ʻUlu Fried "Rice"
Love Asian style fried rice made with shoyu, ginger, and garlic? Try this keiki-friendly recipe & substitute rice for Hawaiʻi-grown ʻulu!
4-5 Cup Recipe-Ready ʻUlu
1 ¼ Cup Avocado or canola oil
1 tsp Sea salt
1-2 Large carrots, chopped (about 1 ½ Cup)
1 ½ Broccoli pieces
1 Medium yellow onion, chopped
⅓ Cup Pineapple chunks (optional)
1 ½ Tbsp Ginger, chopped
1 ½ Tbsp Garlic, minced
5 Eggs, beaten
1 Cup Spinach, chopped (optional)
Green onions, chopped (for garnish)
1 tsp Toasted sesame oil
2 Tbsp Shoyu
Steam your fresh ʻulu for 10 - 25 minutes, let cool, then shred with cheese grater OR use Hawaiʻi ʻUlu Co-op Recipe-Ready ʻUlu & shred (no steaming necessary).
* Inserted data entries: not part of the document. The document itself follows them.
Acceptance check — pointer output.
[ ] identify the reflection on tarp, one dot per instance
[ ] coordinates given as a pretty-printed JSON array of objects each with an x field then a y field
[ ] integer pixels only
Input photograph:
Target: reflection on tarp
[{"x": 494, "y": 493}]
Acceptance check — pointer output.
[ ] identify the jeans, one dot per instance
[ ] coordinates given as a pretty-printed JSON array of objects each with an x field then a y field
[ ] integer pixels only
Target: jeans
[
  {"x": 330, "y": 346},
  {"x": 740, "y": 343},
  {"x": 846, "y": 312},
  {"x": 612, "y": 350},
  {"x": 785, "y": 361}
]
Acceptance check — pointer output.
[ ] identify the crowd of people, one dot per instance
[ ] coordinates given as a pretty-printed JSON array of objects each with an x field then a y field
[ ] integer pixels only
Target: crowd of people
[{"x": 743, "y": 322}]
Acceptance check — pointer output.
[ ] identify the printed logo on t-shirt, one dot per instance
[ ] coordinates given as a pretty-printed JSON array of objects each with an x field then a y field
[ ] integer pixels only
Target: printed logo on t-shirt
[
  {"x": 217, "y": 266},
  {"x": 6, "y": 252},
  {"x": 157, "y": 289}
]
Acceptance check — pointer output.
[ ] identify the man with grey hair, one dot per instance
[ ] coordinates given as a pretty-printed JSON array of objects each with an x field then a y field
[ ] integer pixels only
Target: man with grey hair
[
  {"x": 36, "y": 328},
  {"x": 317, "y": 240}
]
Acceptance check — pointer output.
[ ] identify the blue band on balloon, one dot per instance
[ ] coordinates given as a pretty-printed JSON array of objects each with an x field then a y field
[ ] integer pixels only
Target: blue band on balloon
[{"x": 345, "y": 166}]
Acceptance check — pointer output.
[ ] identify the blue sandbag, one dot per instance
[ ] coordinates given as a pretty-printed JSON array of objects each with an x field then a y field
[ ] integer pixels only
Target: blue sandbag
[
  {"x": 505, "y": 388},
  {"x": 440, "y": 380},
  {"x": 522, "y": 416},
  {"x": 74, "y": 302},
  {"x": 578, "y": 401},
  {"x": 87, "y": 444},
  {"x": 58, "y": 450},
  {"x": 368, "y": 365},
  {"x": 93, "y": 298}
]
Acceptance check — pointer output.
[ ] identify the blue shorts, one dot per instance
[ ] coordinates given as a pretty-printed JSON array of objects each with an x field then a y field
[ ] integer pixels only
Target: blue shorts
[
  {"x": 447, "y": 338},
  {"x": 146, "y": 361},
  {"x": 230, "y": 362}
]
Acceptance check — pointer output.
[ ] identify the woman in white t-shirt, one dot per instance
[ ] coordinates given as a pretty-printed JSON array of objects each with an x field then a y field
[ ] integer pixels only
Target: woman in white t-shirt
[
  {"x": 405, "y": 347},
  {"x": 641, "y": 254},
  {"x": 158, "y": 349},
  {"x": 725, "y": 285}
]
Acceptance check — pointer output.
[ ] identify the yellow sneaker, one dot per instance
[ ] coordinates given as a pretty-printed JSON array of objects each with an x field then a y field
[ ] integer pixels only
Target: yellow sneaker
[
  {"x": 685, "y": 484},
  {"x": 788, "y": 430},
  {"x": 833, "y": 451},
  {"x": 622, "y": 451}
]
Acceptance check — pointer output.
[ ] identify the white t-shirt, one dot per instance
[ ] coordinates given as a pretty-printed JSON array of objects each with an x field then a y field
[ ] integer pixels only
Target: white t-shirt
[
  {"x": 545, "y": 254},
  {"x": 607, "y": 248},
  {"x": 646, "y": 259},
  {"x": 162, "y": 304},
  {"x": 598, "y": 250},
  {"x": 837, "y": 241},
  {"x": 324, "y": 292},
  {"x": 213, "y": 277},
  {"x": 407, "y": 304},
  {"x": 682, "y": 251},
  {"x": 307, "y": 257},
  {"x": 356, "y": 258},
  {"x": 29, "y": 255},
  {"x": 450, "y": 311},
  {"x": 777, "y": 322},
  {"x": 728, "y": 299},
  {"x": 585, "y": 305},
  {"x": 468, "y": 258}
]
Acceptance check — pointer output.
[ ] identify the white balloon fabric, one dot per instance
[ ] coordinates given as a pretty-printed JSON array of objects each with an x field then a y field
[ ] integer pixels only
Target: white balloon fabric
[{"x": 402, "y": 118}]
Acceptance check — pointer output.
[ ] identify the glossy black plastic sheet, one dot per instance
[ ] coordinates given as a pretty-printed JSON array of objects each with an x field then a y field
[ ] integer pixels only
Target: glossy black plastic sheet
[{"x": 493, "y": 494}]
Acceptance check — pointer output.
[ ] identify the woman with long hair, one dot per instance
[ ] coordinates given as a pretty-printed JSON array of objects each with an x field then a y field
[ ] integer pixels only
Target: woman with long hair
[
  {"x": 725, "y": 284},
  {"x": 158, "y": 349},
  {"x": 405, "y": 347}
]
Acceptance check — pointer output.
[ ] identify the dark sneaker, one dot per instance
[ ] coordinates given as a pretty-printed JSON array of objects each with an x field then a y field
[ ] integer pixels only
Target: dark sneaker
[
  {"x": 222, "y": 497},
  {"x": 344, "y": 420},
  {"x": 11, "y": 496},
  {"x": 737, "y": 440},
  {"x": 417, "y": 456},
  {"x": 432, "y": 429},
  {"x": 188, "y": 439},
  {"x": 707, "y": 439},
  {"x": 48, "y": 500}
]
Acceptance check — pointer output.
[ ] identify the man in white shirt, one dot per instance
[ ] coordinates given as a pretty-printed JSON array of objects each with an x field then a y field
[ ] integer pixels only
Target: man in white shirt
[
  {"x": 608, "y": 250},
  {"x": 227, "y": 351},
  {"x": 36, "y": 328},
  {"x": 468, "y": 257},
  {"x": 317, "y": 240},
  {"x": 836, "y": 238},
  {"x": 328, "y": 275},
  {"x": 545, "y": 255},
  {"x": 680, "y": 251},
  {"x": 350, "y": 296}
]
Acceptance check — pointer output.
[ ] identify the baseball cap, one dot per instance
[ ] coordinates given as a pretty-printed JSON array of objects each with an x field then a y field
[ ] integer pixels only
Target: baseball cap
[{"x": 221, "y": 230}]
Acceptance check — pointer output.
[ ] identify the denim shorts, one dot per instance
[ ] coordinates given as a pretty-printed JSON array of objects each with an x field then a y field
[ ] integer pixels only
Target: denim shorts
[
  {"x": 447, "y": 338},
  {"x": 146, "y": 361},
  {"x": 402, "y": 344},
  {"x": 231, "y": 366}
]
Wash & chop veggies, then mince garlic & ginger.
Fry your ʻulu rice in ¼ - ½ Cup of oil. Add salt. Fry on both sides until golden and crispy. Remove from the pan & set aside.
Add ¼ cup of oil to a wok or large frying pan.
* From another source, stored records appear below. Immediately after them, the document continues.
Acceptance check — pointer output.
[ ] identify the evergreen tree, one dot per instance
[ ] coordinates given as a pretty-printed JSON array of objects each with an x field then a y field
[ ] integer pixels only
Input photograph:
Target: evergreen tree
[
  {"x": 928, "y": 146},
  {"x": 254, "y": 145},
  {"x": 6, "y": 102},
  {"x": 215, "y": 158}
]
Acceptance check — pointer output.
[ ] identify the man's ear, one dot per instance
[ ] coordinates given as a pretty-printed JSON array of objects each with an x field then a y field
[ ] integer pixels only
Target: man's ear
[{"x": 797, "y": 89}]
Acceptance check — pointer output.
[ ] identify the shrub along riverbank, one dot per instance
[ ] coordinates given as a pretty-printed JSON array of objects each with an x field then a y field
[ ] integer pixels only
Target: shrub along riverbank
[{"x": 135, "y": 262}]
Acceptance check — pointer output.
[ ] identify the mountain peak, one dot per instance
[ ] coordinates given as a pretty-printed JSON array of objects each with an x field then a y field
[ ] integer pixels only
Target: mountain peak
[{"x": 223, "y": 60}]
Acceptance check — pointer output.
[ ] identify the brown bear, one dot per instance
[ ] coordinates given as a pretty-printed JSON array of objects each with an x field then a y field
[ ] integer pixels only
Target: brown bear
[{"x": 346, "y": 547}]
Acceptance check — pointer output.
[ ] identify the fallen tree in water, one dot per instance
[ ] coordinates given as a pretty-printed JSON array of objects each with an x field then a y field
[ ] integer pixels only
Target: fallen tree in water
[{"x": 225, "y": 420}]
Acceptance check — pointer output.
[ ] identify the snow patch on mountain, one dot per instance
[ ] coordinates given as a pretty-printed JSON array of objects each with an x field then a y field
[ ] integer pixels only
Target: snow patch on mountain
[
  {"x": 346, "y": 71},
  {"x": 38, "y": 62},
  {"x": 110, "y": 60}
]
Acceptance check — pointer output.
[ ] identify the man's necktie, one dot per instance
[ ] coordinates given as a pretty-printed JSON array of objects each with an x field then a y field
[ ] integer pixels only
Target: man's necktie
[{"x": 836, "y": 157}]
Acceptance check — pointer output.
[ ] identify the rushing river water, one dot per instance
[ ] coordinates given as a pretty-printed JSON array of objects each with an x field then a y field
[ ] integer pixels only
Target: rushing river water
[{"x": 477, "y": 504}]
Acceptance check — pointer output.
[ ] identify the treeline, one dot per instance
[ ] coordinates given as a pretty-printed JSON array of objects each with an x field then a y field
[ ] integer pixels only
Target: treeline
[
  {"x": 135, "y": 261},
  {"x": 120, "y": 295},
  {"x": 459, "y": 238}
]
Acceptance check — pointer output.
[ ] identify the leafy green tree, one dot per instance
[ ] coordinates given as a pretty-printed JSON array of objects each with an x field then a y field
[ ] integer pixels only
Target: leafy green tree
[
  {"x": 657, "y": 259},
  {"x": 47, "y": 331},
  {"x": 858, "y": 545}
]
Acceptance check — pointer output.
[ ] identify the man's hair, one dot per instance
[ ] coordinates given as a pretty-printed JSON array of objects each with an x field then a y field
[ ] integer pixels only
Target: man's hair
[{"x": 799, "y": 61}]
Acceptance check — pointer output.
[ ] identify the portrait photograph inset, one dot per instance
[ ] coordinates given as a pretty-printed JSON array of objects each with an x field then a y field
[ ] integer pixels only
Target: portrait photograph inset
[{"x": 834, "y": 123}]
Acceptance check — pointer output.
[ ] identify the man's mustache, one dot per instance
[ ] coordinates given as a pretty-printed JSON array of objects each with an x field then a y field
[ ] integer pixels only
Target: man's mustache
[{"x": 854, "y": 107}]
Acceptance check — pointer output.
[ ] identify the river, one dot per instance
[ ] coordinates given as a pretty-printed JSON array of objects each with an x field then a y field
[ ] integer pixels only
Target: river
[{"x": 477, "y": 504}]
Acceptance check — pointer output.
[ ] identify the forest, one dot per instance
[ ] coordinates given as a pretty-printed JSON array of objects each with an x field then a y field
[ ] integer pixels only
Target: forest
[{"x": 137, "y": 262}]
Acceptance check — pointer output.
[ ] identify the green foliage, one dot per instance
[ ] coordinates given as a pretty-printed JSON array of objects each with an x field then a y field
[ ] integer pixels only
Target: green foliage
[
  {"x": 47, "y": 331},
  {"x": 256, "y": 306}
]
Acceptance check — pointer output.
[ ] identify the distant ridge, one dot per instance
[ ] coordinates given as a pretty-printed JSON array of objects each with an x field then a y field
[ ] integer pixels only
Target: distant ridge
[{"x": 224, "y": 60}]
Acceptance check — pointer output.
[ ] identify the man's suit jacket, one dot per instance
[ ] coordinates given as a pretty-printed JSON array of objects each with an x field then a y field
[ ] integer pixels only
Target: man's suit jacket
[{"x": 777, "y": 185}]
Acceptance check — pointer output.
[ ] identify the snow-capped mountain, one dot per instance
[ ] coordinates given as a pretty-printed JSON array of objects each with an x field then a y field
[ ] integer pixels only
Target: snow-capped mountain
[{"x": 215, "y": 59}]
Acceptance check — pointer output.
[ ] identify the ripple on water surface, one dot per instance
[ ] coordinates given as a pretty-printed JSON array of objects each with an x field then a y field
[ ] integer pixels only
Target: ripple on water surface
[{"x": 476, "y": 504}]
Sauté broccoli pieces, chopped carrots, yellow onion & pineapple chunks until caramelized.
Add about 2 Tbsp of more oil, add minced garlic, ginger & spinach until you can smell the aroma (approximately 1 minute).
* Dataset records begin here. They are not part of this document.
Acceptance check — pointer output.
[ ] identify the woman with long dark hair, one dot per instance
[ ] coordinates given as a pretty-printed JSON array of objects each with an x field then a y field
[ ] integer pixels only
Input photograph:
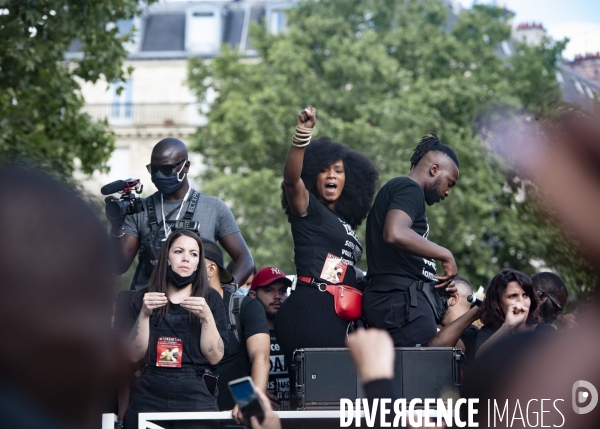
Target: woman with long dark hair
[
  {"x": 510, "y": 307},
  {"x": 179, "y": 331},
  {"x": 327, "y": 192}
]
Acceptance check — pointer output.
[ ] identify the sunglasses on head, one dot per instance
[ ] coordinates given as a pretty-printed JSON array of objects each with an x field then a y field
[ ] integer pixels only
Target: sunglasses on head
[{"x": 164, "y": 169}]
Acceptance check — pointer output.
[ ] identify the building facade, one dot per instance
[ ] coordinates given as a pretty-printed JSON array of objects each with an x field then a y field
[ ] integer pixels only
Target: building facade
[{"x": 155, "y": 101}]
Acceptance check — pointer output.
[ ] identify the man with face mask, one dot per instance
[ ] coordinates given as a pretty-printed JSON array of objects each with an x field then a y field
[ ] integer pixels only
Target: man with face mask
[
  {"x": 175, "y": 201},
  {"x": 401, "y": 260}
]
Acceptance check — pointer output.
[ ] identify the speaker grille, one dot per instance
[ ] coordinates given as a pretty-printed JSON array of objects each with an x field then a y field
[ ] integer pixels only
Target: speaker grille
[
  {"x": 426, "y": 372},
  {"x": 329, "y": 376}
]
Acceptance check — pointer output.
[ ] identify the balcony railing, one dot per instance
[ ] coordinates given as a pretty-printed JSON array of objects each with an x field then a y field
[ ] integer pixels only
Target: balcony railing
[{"x": 147, "y": 115}]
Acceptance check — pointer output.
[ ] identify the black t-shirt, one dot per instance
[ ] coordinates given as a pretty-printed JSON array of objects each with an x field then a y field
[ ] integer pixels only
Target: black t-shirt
[
  {"x": 279, "y": 379},
  {"x": 469, "y": 339},
  {"x": 235, "y": 363},
  {"x": 403, "y": 194},
  {"x": 176, "y": 324},
  {"x": 320, "y": 233}
]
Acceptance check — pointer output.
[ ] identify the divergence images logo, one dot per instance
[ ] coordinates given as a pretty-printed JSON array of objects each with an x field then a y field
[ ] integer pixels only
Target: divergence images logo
[{"x": 585, "y": 397}]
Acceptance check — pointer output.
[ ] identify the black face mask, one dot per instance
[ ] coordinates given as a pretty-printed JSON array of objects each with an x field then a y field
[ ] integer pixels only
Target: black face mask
[
  {"x": 168, "y": 184},
  {"x": 179, "y": 281}
]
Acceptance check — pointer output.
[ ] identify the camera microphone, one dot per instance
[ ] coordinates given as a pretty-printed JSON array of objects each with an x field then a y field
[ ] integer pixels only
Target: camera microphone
[
  {"x": 474, "y": 300},
  {"x": 112, "y": 187}
]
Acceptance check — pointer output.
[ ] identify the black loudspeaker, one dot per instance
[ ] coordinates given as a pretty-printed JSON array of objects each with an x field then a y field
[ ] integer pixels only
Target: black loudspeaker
[{"x": 324, "y": 376}]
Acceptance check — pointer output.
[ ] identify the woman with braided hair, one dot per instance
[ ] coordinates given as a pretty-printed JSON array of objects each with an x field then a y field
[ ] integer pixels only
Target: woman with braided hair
[
  {"x": 402, "y": 277},
  {"x": 327, "y": 192}
]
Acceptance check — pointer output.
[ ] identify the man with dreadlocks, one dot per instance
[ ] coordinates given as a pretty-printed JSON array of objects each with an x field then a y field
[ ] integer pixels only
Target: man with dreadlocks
[{"x": 400, "y": 258}]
Add toasted sesame oil & shoyu.
Add beaten eggs & cook for another 1-2 minutes stirring occasionally.
Sauté all the ingredients until the eggs are fully cooked.
Add more shoyu to taste & add green onions for garnish.
Serve on a cleaned ti leaf plate for style. Enjoy!